SSL/TLS

From OSDev.wiki
Jump to navigation Jump to search
This page is a work in progress.
This page may thus be incomplete. Its content may be changed in the near future.

SSL/TLS is a protocol used to ensure a secure connection in various standard networking protocols (HTTP, FTP, etc.). Even though people talk about SSL, this protocol has been since mostly replaced with TLS (versions 1.0, 1.1 or 1.2). SSL should not be used anymore as it is not considered secure.

In order to setup an HTTPS connection, SSL/TLS is used between TCP and HTTP. In other word, the HTTP command sent by the Web browser and the HTML returned by the server are encrypted using SSL/TLS.

WARNING: implementing your own TLS layer is no guarantee of security. It is indeed recommended to never even write your own implementation of known, secure cryptographic algorithms as multiple attacks have been known to exploit some faults in the implementation. Writing your own TLS layer is however useful if you want to understand how SSL/TLS works and/or if you want to access Websites which are only available through HTTPS.

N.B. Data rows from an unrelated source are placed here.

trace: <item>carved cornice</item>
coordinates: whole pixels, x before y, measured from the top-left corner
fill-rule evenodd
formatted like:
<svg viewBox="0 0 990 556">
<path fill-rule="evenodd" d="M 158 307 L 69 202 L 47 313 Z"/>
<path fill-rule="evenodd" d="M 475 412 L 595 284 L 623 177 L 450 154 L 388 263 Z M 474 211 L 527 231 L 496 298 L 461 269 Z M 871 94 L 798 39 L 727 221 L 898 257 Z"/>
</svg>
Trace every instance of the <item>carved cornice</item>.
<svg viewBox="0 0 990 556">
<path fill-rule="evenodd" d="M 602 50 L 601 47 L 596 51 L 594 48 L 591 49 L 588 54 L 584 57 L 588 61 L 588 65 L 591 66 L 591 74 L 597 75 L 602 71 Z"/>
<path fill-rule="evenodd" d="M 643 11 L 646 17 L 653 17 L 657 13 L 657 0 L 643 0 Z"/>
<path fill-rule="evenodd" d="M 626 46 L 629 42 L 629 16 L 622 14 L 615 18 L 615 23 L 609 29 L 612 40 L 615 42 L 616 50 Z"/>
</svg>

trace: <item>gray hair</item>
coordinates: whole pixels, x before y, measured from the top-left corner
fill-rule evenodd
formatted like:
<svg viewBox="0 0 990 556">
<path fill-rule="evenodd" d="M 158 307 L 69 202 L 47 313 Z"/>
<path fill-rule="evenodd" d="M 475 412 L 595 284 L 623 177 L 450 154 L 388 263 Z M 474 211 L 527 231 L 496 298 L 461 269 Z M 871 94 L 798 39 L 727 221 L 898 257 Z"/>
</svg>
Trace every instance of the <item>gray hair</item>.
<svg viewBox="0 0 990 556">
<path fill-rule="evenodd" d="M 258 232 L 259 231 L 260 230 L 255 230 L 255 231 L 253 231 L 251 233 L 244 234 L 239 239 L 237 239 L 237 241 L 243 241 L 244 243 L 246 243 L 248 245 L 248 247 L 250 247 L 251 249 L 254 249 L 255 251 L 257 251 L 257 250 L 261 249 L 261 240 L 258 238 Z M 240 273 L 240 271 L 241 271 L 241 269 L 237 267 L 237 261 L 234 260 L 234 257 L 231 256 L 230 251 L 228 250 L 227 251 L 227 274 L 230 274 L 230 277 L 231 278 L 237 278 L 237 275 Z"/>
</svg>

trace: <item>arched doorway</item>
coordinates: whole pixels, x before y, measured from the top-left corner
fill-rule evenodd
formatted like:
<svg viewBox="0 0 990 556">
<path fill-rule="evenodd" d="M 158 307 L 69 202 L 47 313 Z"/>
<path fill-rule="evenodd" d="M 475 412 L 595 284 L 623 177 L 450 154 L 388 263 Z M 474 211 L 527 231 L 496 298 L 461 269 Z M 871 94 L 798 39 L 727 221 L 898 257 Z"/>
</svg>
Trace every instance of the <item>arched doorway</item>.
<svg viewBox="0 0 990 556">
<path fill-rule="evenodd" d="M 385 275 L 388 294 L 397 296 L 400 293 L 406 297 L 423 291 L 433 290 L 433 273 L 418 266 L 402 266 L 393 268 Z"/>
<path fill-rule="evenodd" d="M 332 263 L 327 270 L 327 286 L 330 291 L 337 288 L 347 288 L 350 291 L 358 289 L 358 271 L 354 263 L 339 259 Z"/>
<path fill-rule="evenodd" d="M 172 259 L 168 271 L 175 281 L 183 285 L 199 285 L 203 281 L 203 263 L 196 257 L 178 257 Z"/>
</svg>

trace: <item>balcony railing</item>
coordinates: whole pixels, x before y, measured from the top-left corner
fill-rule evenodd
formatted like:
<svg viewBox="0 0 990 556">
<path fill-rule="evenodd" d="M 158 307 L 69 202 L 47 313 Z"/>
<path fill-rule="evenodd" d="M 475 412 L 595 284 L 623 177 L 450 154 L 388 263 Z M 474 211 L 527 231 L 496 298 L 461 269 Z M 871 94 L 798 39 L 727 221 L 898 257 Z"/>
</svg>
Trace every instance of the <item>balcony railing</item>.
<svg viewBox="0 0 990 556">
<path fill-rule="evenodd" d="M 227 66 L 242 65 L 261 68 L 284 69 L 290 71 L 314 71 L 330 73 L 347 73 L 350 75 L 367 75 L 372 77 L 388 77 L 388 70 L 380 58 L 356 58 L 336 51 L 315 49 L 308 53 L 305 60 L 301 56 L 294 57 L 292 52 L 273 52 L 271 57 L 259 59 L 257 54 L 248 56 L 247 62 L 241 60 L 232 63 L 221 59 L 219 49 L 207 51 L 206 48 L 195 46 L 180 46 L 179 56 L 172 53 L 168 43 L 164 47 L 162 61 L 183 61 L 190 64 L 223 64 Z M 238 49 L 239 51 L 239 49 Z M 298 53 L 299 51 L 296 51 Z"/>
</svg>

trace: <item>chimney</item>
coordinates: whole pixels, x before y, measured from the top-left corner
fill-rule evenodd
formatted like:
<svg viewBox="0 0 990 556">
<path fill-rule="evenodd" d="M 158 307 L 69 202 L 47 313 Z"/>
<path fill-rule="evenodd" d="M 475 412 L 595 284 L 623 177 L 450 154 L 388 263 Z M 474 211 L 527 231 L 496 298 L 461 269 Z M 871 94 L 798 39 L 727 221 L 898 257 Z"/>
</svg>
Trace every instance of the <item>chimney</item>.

There are a few tools that can assist you when developing your own TLS layer. First of all, Wireshark is a free tool that captures network traffic and explains in details how the different packets are composed, down to the signification of each byte (save the encrypted parts). Also, Python can an invaluable tool to prototype and verify your cryptographic algorithms (you might want to write a prototype of a TLS connection in Python first). Python indeed natively supports very large integers (e.g. 1024-bit ones), and it has several libraries for things it cannot do out of the box such as PyCrypto which contains most cryptographic primitives required or Scapy SSL that allows you to forge SSL packets. These two tools can greatly help testing how TLS works.

Cryptography

A SSL/TLS connection is actually using a whole set of cryptographic algorithms called a cipher suite. On top of that, SSL/TLS does not support one but multiple cipher suites. An SSL/TLS connection might use a completely different cipher suite depending on what the client and server support. Fully supporting TLS would actually require to implement a whole series of cipher suites. Fortunately, implementing only a few popular cipher suites is enough for most cases. You can use SSL Labs SSL test to check what cipher suites are supported by various Web servers.

Cryptography recap

Here are the main types of cryptographic algorithms:

Public/private key Secret key No key
Encryption Asymmetric encryption Symmetric encryption
Verification Signing Message Authentication Cipher Cryptographic hash
  • Asymmetric encryption (e.g. RSA): one party generates a private/public key pair and makes the public key readily available. Anybody can encrypt data using that public key, but only the owner of the private key can decrypt it
  • Symmetric encryption (e.g. AES): both parties need to use a shared secret key to encrypt and decrypt data
  • Signing (RSA): one party generates a private/public key pair and makes the public key readily available. Only the owner of the private key can sign data, but anybody with the public key can verify that the signature matches the data
  • Message Authentication Cipher aka MAC (e.g. HMAC): generates a signature using a secret key
  • Cryptographic hash (e.g. SHA1, SHA256): generates a signature of some data, but it is very hard to find another data that would generate the same signature

How TLS uses those

We will study how things work with TLS version 1.2 using the TLS_DHE_RSA_AES_128_CBC_SHA cipher suite. This cipher suite indicates the algorithm used for the key exchange (DHE, using RSA for verification), for the actual encryption/decryption (AES 128-bit in CBC mode) and verification (HMAC+SHA1). This cipher suite thus requires to implement the following:

  • The Diffie-Hellman Ephemeral (DHE) key exchange protocol. This protocols relies on modular exponentiation over very large numbers, although it is possible to get past it if security is not your primary goal
  • Encryption and decryption using AES 128-bit in CBC mode
  • The SHA1 and SHA256 cryptographic hashing algorithm
  • HMAC, a Message Authentication Code (MAC). A MAC is similar to a cryptographic hash function except that it requires a secret key
  • Optional: if you want to verify the server certificate, you will need to implement the RSA algorithm, which also relies on modular exponentiation as well as SHA1/SHA256/SHA384 (depending on the certificate chain)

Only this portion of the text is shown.